Three stories making news across the Midwest today:
1. Who wrote Wisconsin mining bill? New details are emerging on who helped write a bill that overhauls Wisconsin’s mining laws. Last week, state Republicans declined to provide details on who authored the legislation. The Milwaukee Journal Sentinel reported today that five Republican legislators, their staffs, representatives from the Wisconsin Manufacturers & Commerce business lobby and officials from the mining company Gogebic Taconite all participated. Earlier this year, Gogebic Taconite demanded changes in mining legislation so the company could move forward with plans to open a $1.5 billion mine in a forested area of Iron and Ashland Counties.The Journal Sentinel reports that details of Assembly Bill 426 had been “kept under wraps for months,” leading to questions from environmentalists about who authored the legislation.
2. Detroit suburb rejects mass transit. The city council of one town in southeast Michigan rejected a proposal Monday to build a federally funded transportation center within its borders. The center in Troy, considered a key piece to a mass-transit system in metro Detroit, was voted down, 4-3. Opponents called the $8.5 million center a “waste of tax dollars,” according to the Detroit Free Press, although Troy would not have footed the bill. Earlier, Michigan Gov. Rick Snyder sent a letter urging the council to support the proposal. Monday was the final day for a decision in order to complete the project by the Oct. 1, 2013 deadline set by the U.S. Department of Transportation.

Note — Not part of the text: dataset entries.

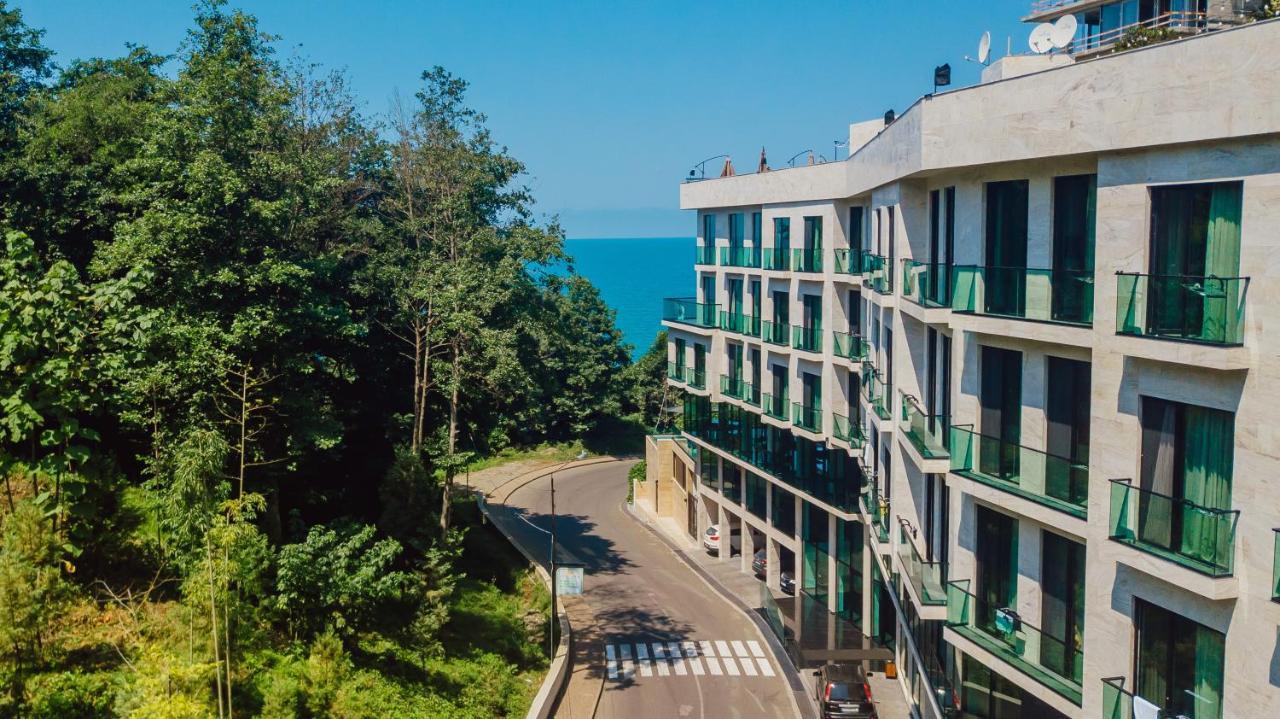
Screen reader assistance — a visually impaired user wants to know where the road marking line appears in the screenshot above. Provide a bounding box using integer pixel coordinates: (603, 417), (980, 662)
(667, 642), (689, 677)
(636, 644), (653, 677)
(653, 642), (671, 677)
(618, 644), (636, 679)
(732, 640), (759, 677)
(701, 641), (723, 677)
(681, 642), (707, 677)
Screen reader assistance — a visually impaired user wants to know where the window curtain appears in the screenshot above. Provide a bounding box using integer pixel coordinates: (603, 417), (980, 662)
(1201, 183), (1242, 344)
(1181, 406), (1235, 567)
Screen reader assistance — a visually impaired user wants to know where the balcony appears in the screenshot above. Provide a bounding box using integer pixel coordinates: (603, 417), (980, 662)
(861, 252), (893, 294)
(902, 260), (951, 307)
(1116, 273), (1249, 347)
(861, 362), (893, 420)
(947, 580), (1085, 701)
(951, 265), (1093, 326)
(719, 310), (760, 336)
(791, 325), (822, 352)
(763, 390), (787, 422)
(832, 248), (863, 275)
(662, 297), (717, 329)
(899, 391), (950, 459)
(831, 331), (870, 362)
(947, 425), (1089, 519)
(1110, 480), (1240, 577)
(831, 415), (867, 449)
(791, 244), (822, 273)
(760, 320), (791, 347)
(763, 247), (791, 271)
(791, 402), (822, 434)
(719, 247), (760, 267)
(897, 526), (947, 606)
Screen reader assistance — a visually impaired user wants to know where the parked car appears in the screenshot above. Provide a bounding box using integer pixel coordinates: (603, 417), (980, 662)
(814, 664), (876, 719)
(703, 525), (742, 554)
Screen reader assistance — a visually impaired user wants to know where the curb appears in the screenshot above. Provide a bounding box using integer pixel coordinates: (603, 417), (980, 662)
(622, 502), (813, 719)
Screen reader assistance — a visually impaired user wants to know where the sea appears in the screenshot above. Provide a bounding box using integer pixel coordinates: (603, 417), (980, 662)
(564, 237), (696, 360)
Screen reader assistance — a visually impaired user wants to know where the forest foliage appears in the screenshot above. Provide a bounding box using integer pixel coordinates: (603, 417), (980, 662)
(0, 1), (666, 718)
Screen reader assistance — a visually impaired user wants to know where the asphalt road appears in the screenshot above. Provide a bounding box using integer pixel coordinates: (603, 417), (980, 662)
(507, 462), (795, 719)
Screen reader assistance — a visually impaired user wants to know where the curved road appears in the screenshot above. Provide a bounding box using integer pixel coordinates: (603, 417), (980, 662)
(507, 462), (796, 719)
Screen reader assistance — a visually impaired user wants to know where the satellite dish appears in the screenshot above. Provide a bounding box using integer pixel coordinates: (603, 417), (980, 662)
(1050, 15), (1079, 50)
(1027, 23), (1053, 55)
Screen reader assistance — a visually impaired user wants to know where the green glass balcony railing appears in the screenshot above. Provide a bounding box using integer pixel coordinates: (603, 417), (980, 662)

3. Housing shows slight improvement. The homebuilding industry is showing modest improvement headed into 2012, according to analysts. The Associated Press reports that apartment construction and permits “surged” in November, jumping 9.3 percent from the previous month. It’s the highest level since April 2010. Still, the market remains troubled. Builders broke ground on a seasonally adjusted rate of 685,000 homes last month, but economists say a healthy housing market would produce 1.2 million homes each year. “While beginning to improve, a strong, sustained recovery in the housing market, especially the important single-family sector, is still a ways off,” Steven Wood, chief economist at Insight Economics, tells the AP.